One of Dorgon's most controversial decisions was his July 1645 edict (the "haircutting order") that forced all adult Han Chinese men to shave the front of their heads and comb the remaining hair into a queue, on pain of death. The slogan of the order is: "To keep the hair, you lose the head; To keep your head, you cut the hair." To the Manchus, this policy was a test of loyalty and an aid in distinguishing friend from foe. For the Han Chinese, however, it was a humiliating reminder of Qing authority that challenged traditional Confucian values. The Classic of Filial Piety (Xiaojing 孝經) states that "a person's body and hair, being gifts from one's parents, are not to be damaged" (身體髮膚,受之父母,不敢毀傷). Under the Ming Dynasty, adult men did not cut their hair but instead wore it in the form of a top-knot. Before capturing Beijing, the Later Jin government implemented a mandatory shaving of the hair in Liaodong in the early 1620s, which led to a rebellion of the Han Chinese of this area in 1622 and 1625, resulting in the death of more than 500,000 people and a stricter separation between Han Chinese and Manchus such as prohibition of intermarriage.

The 1645 order was so deeply unpopular that it triggered strong resistance to Qing rule in Jiangnan until at least the late 1640s, resulting in massive killing of ethnic Han Chinese in this area. One well documented massacre was the triple massacres at Jiading, in which Li Chengdong, a Han Chinese general who previously served the Ming Dynasty but later surrendered to the Qing, ordered troops to carry out three separate massacres on the Jiading inhabitants within a month, resulting in tens of thousands of deaths. At the end of the third massacre, there was hardly any living person left in this city.

On December 31, 1650, Dorgon suddenly died during a hunting expedition, marking the official start of the Shunzhi Emperor's personal rule. Because the emperor was only 12 years old at that time, most decisions were made on his behalf by his mother, the Empress Dowager Xiaozhuang, who turned out to be a skilled political operator.

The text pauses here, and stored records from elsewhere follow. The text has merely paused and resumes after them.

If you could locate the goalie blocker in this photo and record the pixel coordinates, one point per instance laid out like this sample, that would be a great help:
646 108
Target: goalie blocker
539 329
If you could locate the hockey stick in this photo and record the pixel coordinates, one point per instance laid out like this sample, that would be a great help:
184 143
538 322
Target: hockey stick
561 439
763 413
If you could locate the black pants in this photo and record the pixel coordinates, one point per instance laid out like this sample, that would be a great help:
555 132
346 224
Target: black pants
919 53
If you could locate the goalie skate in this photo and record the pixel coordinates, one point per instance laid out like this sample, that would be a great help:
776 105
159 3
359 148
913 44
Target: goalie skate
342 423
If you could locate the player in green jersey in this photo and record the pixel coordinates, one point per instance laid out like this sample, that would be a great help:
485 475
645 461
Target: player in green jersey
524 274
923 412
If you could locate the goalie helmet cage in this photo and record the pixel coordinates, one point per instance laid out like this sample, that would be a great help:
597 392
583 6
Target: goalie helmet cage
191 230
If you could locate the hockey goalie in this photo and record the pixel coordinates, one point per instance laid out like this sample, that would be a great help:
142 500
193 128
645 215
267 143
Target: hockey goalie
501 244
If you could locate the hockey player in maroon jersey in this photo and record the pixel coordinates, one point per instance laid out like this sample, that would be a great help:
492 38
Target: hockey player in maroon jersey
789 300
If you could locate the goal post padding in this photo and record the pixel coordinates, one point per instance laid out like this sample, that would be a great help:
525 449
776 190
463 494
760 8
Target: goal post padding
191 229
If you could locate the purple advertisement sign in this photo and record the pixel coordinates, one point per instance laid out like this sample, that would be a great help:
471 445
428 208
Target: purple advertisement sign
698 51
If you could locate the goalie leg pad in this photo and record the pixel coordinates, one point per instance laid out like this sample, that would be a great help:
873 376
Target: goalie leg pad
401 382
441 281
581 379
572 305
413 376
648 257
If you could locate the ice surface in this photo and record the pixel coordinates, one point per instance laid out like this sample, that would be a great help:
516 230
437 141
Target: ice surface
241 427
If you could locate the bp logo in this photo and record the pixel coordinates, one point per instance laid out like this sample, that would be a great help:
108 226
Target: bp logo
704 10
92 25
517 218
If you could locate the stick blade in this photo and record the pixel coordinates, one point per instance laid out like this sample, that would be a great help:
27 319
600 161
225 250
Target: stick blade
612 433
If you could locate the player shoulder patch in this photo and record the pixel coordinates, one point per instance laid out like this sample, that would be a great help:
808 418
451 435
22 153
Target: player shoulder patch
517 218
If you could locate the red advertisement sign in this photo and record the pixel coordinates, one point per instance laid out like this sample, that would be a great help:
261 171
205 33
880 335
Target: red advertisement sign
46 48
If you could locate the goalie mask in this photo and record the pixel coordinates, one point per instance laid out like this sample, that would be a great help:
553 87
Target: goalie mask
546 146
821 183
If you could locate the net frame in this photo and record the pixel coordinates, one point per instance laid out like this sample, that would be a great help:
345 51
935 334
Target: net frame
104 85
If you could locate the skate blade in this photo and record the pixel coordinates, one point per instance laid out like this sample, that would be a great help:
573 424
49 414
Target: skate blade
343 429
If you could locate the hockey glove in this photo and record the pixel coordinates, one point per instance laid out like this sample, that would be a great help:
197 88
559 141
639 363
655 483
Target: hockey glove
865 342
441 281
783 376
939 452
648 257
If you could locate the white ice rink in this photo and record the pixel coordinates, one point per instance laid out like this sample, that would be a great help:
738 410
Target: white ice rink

Although Dorgon's support had been essential to Shunzhi's ascent, Dorgon had through the years centralised so much power in his hands as to become a direct threat to the throne. So much so that upon his death he was extraordinarily bestowed the posthumous title of Emperor Yi (Chinese: 義皇帝), the only instance in Qing history in which a Manchu "prince of the blood" (Chinese: 親王) was so honored. Two months into Shunzhi's personal rule, Dorgon was not only stripped of his titles, but his corpse was disinterred and mutilated. to atone for multiple "crimes", one of which was persecuting to death Shunzhi’s agnate eldest brother, Hooge. More importantly, Dorgon's symbolic fall from grace also signalled a political purge of his family and associates at court, thus reverting power back to the person of the emperor. After a promising start, Shunzhi's reign was cut short by his early death in 1661 at the age of twenty-four from smallpox. He was succeeded by his third son Xuanye, who reigned as the Kangxi Emperor.